Généralités[modifier | modifier le code]

Définition[modifier | modifier le code]

Une pleurésie purulente est l'accumulation dans l'espace pleural, qui sépare le poumon de la paroi thoracique, d'un liquide infecté par une bactérie[1]. Le terme d'empyème est également utilisé[1],[2], ainsi que celui de pyothorax[3].

Lorsqu'il existe une infection du poumon concomittante, on parle de pleuropneumopathie ou pleuropneumonie[4].

Descriptions historiques[modifier | modifier le code]

Gravure d'un buste d'homme âgé, barbu, partiellement chauve et vêtu d'une toge.
Représentation traditionnelle d'Hippocrate.

Hippocrate est considéré comme le premier à avoir décrit les infections de la plèvre[5], sans reconnaitre l'existence exacte de la plèvre[6]. On reconnait cependant des pleurésies purulentes dans un ensemble d'affections, lorsqu'il décrit la peripneumonia (pneumonie actuelle) et la pleuritis (du grec pleuron, côté) qui peuvent toutes deux se transformer en empuos (abcès broncho-pulmonaire aussi bien que pleurésie purulente)[7].

L'aboutissement purulent d'une infection pulmonaire est un modèle pour la médecine hippocratique, avec les notions de coction (temps préparatoire de « cuisson » des humeurs), de crisis (paroxysme où le malade meurt ou réchappe), et de lysis (guérison par dissolution ou évacuation)[8].

« Quant à la suite de la péripneumonie un abcès se forme, il y a fièvre, toux sèche, dyspnée ; les pieds enflent, les ongles des mains et des pieds se rétractent [ hippocratisme digital ][6]. »

Hippocrate indique que l'empuos peut s'évacuer par les bronches (il donne des recettes alimentaires pour aider l'expectoration), se rompre ou demeurer dans la « cavité » (pleurale pour un moderne) dont la seule issue est chirurgicale :

« Au bout de quelque temps, la fièvre augmente, le côté devient douloureux ; le décubitus, impossible sur le côté sain, est possible sur le côté affecté (...) vous ferez, du côté où il y a a gonflement et le plus de douleur, l'incision aussi bas que possible, plutôt en arrière du gonflement qu'en avant, afin que l'évacuation du pus soit facile. Vous inciserez entre les côtes, avec un bistouri convexe, la peau d'abord ; puis prenant un bistouri pointu, vous l'entourerez d'un linge jusqu'à la pointe, et vous en laisserez libre la longueur de l'ongle du pouce ; alors vous enfoncerez l'instrument. Ayant laissé couler autant de pus que vous jugerez convenable, vous mettrez une tente[Note 1] de lin écru, que vous attacherez avec un fil. Vous évacuerez le pus une fois par jour[6] ».

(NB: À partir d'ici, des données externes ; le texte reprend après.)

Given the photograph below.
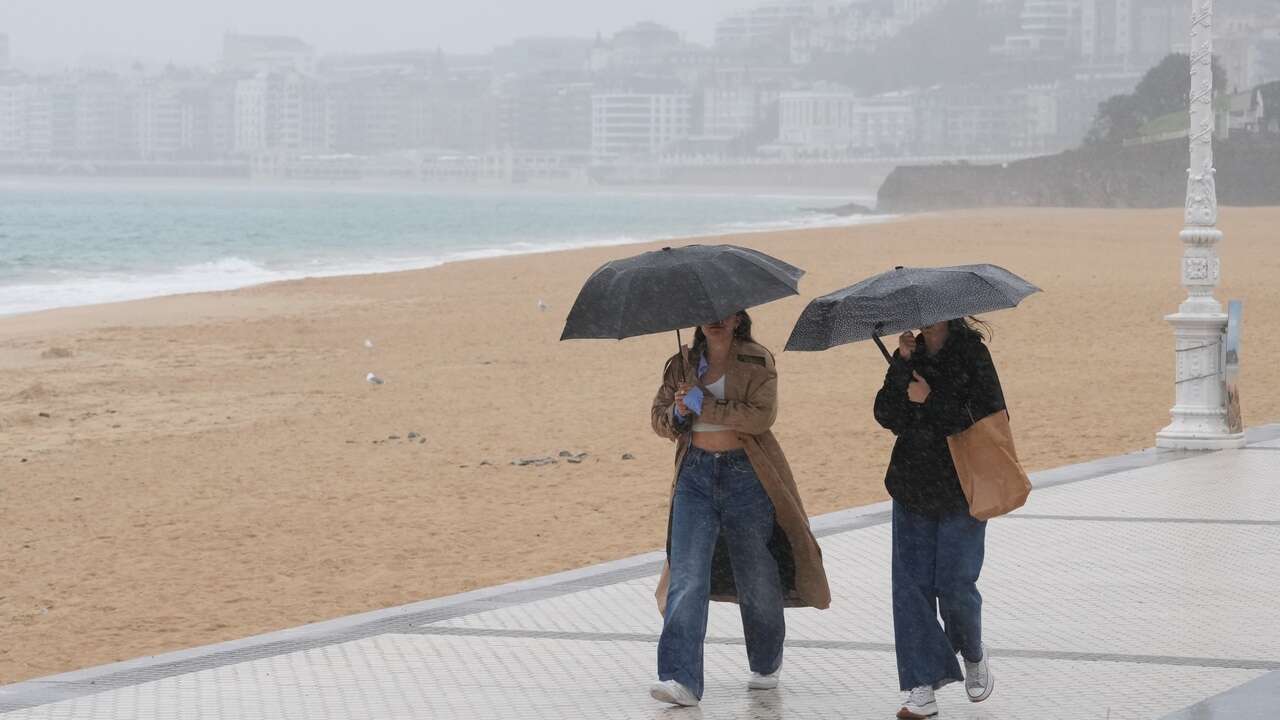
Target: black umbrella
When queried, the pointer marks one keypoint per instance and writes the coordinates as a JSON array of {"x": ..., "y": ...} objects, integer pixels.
[
  {"x": 905, "y": 299},
  {"x": 676, "y": 287}
]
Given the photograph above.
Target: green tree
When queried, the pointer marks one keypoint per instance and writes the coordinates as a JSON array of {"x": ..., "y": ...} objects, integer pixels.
[{"x": 1165, "y": 89}]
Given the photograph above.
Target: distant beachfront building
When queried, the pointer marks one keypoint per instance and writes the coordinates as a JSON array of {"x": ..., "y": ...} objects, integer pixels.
[
  {"x": 855, "y": 27},
  {"x": 1048, "y": 30},
  {"x": 540, "y": 114},
  {"x": 560, "y": 57},
  {"x": 283, "y": 110},
  {"x": 768, "y": 23},
  {"x": 638, "y": 124},
  {"x": 265, "y": 53},
  {"x": 906, "y": 12},
  {"x": 836, "y": 119},
  {"x": 26, "y": 117}
]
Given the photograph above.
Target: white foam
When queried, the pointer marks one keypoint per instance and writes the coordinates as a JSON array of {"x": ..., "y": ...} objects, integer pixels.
[{"x": 232, "y": 273}]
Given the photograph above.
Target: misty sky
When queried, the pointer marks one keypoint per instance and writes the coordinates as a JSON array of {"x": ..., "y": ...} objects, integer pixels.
[{"x": 191, "y": 31}]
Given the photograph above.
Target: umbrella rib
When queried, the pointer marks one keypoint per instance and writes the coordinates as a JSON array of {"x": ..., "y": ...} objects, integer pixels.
[{"x": 626, "y": 297}]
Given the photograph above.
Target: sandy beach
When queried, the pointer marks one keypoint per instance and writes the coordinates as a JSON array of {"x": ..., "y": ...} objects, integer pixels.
[{"x": 192, "y": 469}]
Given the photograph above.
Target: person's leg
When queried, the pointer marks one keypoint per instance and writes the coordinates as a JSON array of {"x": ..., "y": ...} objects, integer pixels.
[
  {"x": 961, "y": 547},
  {"x": 746, "y": 518},
  {"x": 924, "y": 655},
  {"x": 694, "y": 528}
]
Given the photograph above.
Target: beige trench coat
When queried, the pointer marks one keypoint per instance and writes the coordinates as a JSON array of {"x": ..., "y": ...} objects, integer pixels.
[{"x": 749, "y": 408}]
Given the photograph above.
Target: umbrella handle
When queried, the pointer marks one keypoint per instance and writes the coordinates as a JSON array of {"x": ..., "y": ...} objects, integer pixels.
[{"x": 888, "y": 356}]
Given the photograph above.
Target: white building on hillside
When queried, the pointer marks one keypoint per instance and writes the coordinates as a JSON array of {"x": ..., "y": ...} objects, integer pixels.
[{"x": 636, "y": 124}]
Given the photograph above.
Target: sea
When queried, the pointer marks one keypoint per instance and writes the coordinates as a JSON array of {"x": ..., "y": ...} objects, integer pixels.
[{"x": 65, "y": 245}]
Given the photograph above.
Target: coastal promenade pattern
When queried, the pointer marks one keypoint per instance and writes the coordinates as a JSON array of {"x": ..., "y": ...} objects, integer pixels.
[{"x": 1136, "y": 587}]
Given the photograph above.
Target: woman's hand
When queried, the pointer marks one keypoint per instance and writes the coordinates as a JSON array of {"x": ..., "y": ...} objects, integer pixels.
[
  {"x": 919, "y": 390},
  {"x": 905, "y": 345}
]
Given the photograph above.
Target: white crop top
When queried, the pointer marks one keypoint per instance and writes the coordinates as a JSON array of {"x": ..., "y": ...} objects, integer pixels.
[{"x": 717, "y": 390}]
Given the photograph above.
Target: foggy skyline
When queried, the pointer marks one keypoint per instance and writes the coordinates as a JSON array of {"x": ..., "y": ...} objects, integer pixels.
[{"x": 65, "y": 31}]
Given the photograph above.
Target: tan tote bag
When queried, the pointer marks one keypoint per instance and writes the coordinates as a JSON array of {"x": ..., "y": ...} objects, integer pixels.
[{"x": 992, "y": 478}]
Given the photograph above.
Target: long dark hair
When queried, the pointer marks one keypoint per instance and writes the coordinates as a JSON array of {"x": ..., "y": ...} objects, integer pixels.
[{"x": 741, "y": 333}]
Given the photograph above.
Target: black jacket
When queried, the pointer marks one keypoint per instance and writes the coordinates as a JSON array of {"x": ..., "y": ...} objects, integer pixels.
[{"x": 964, "y": 388}]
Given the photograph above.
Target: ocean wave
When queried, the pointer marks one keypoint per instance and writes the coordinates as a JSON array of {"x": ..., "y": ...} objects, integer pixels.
[
  {"x": 227, "y": 273},
  {"x": 234, "y": 272}
]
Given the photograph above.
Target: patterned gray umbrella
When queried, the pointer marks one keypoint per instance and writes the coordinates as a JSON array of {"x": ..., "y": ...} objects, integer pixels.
[
  {"x": 905, "y": 299},
  {"x": 673, "y": 288}
]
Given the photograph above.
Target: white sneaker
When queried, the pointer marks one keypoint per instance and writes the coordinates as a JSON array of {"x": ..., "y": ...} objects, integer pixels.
[
  {"x": 672, "y": 692},
  {"x": 759, "y": 682},
  {"x": 919, "y": 705},
  {"x": 978, "y": 680}
]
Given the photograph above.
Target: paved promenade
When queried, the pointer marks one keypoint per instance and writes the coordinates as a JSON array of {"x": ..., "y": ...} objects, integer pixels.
[{"x": 1137, "y": 587}]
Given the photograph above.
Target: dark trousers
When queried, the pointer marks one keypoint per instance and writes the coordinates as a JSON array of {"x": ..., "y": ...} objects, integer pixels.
[
  {"x": 936, "y": 566},
  {"x": 717, "y": 493}
]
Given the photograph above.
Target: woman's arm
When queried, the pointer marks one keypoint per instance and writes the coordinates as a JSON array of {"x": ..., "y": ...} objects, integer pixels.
[
  {"x": 894, "y": 411},
  {"x": 663, "y": 410},
  {"x": 753, "y": 415}
]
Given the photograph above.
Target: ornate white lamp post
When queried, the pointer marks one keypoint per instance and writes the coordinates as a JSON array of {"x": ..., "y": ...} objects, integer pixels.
[{"x": 1200, "y": 414}]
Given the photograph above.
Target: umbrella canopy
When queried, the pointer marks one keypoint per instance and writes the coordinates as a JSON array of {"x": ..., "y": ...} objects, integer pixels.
[
  {"x": 905, "y": 299},
  {"x": 673, "y": 288}
]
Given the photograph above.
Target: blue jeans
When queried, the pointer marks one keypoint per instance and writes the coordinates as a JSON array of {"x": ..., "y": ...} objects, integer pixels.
[
  {"x": 936, "y": 566},
  {"x": 717, "y": 493}
]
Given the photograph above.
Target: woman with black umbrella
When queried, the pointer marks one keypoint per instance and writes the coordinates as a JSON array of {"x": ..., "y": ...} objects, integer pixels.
[
  {"x": 737, "y": 531},
  {"x": 937, "y": 384}
]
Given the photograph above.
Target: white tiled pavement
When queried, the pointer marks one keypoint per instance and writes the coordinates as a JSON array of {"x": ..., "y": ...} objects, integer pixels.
[{"x": 1128, "y": 596}]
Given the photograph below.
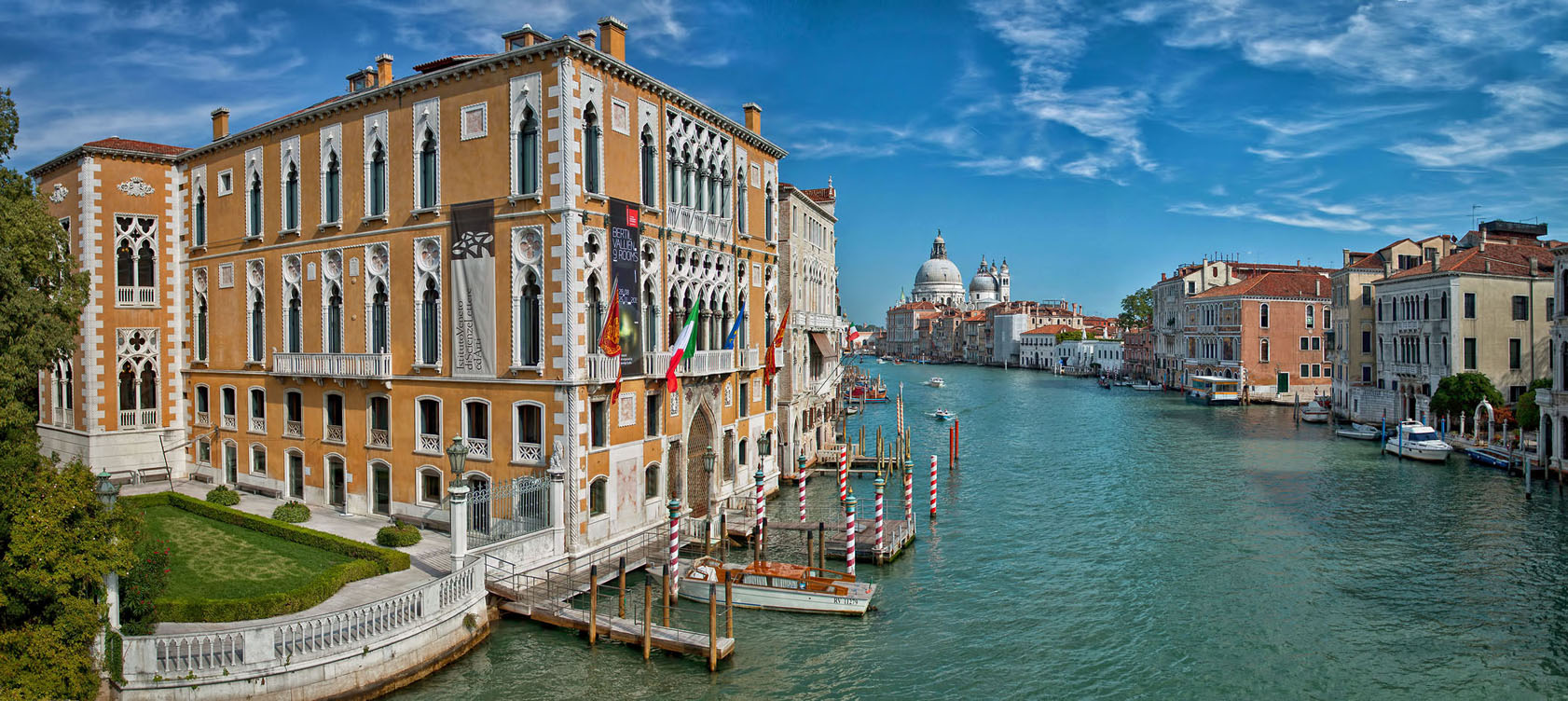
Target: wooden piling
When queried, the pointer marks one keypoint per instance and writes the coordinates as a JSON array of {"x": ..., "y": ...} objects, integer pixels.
[
  {"x": 593, "y": 606},
  {"x": 648, "y": 616},
  {"x": 621, "y": 607},
  {"x": 712, "y": 626}
]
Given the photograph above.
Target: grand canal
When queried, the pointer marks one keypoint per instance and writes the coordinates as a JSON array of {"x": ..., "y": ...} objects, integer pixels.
[{"x": 1128, "y": 544}]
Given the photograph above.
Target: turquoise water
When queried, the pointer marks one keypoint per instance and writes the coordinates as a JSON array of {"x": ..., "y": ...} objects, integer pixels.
[{"x": 1129, "y": 544}]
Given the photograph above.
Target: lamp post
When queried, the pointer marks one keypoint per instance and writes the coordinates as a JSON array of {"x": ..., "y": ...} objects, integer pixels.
[
  {"x": 107, "y": 491},
  {"x": 458, "y": 454}
]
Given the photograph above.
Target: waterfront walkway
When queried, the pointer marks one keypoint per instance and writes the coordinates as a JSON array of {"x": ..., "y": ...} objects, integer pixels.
[{"x": 430, "y": 556}]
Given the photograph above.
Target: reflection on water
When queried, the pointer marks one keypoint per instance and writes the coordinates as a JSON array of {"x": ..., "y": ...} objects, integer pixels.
[{"x": 1129, "y": 544}]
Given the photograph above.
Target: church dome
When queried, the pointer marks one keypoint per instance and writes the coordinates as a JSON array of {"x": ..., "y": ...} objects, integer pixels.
[{"x": 938, "y": 271}]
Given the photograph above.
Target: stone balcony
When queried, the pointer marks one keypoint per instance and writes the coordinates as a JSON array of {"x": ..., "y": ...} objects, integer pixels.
[{"x": 340, "y": 365}]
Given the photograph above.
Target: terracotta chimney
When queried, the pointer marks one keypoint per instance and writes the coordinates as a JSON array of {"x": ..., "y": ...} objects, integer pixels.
[
  {"x": 383, "y": 69},
  {"x": 753, "y": 117},
  {"x": 612, "y": 38},
  {"x": 220, "y": 123}
]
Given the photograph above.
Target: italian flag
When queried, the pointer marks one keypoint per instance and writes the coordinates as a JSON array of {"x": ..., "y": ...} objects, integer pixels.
[{"x": 685, "y": 344}]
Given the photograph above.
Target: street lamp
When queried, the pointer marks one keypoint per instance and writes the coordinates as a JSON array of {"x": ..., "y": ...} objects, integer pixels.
[
  {"x": 107, "y": 491},
  {"x": 457, "y": 454}
]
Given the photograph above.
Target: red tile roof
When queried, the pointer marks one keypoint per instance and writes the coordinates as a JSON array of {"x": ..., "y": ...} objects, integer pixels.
[
  {"x": 1275, "y": 282},
  {"x": 1496, "y": 259},
  {"x": 138, "y": 146}
]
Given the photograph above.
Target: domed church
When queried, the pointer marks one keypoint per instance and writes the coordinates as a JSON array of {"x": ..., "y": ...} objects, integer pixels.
[{"x": 938, "y": 281}]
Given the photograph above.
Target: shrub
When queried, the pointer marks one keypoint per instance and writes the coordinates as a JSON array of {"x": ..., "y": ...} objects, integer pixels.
[
  {"x": 142, "y": 587},
  {"x": 397, "y": 535},
  {"x": 292, "y": 513},
  {"x": 223, "y": 496}
]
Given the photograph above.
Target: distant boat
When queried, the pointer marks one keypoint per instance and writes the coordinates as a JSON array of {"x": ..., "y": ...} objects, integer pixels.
[
  {"x": 1360, "y": 432},
  {"x": 1418, "y": 441}
]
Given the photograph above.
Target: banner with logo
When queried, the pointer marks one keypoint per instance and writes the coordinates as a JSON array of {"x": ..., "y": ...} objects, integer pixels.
[
  {"x": 626, "y": 254},
  {"x": 474, "y": 289}
]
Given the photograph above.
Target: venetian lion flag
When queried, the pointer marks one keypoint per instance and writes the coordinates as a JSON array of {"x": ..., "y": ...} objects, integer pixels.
[
  {"x": 611, "y": 337},
  {"x": 778, "y": 339},
  {"x": 685, "y": 344}
]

À partir du dixième jour, il propose un lavage en injectant, avec une canule, du vin et de l'huile tièdes, dont on évacue l'injection du matin le soir, celle du soir le matin. Il donne des éléments de pronostic :

« Voici ce qui indique que le malade réchappera : si le pus est blanc et pur et qu'il contienne des fibres de sang, il y a beaucoup de chances de guérison. Mais si le pus coule comme du jaune d'œuf le jour même, ou qu'il coule le lendemain épais, jaunâtre, fétide, les malades succombent après l'évacuation du pus[6] ».

Photographie d'un homme blanc âgé portant des lunettes et un costume.
Evarts Graham.

Aux temps modernes, le premier traité médical consacré au sujet date de 1528 par Andrea Turini (1473? -1543)[Note 2]. Le diagnostic s'affine à partir du XVIIIe siècle avec Auenbrugger sur la percussion (1761), René Laennec sur l'auscultation (1826), Wilhem Röntgen sur la radiologie (1895). Avec la bactériologie (à partir de 1880), on découvre que les pleurésies purulentes, malgré leur homogénéité apparente, peuvent être associées à de nombreux germes différents[8]. Le traitement, basé sur le drainage à ciel ouvert de la cavité pleurale, reste cependant globalement le même de l'Antiquité jusqu'au XXe siècle[9]. C'est Evarts Graham qui, en 1925, publia trois des grands principes de prise en charge à la base du traitement moderne : utilisation d'un système de drainage clos, stérilisation rapide et effondrement de la cavité abcédée afin d'éviter la chronicisation, et enfin prise en charge nutritionnelle[9],[10]. Il avait travaillé sur le sujet pendant l'épidémie de grippe de 1918, et l'application de ces principes par l'armée américaine a permis une réduction drastique de la mortalité des soldats durant l'épidémie, passant de 70 % à 3,4 %[9].

Malgré l'introduction des antibiotiques dans la deuxième moitié du XXe siècle, les pleurésies purulentes demeurent une infection potentiellement grave au XXIe siècle[11],[12].

Causes[modifier | modifier le code]

Germes en cause[modifier | modifier le code]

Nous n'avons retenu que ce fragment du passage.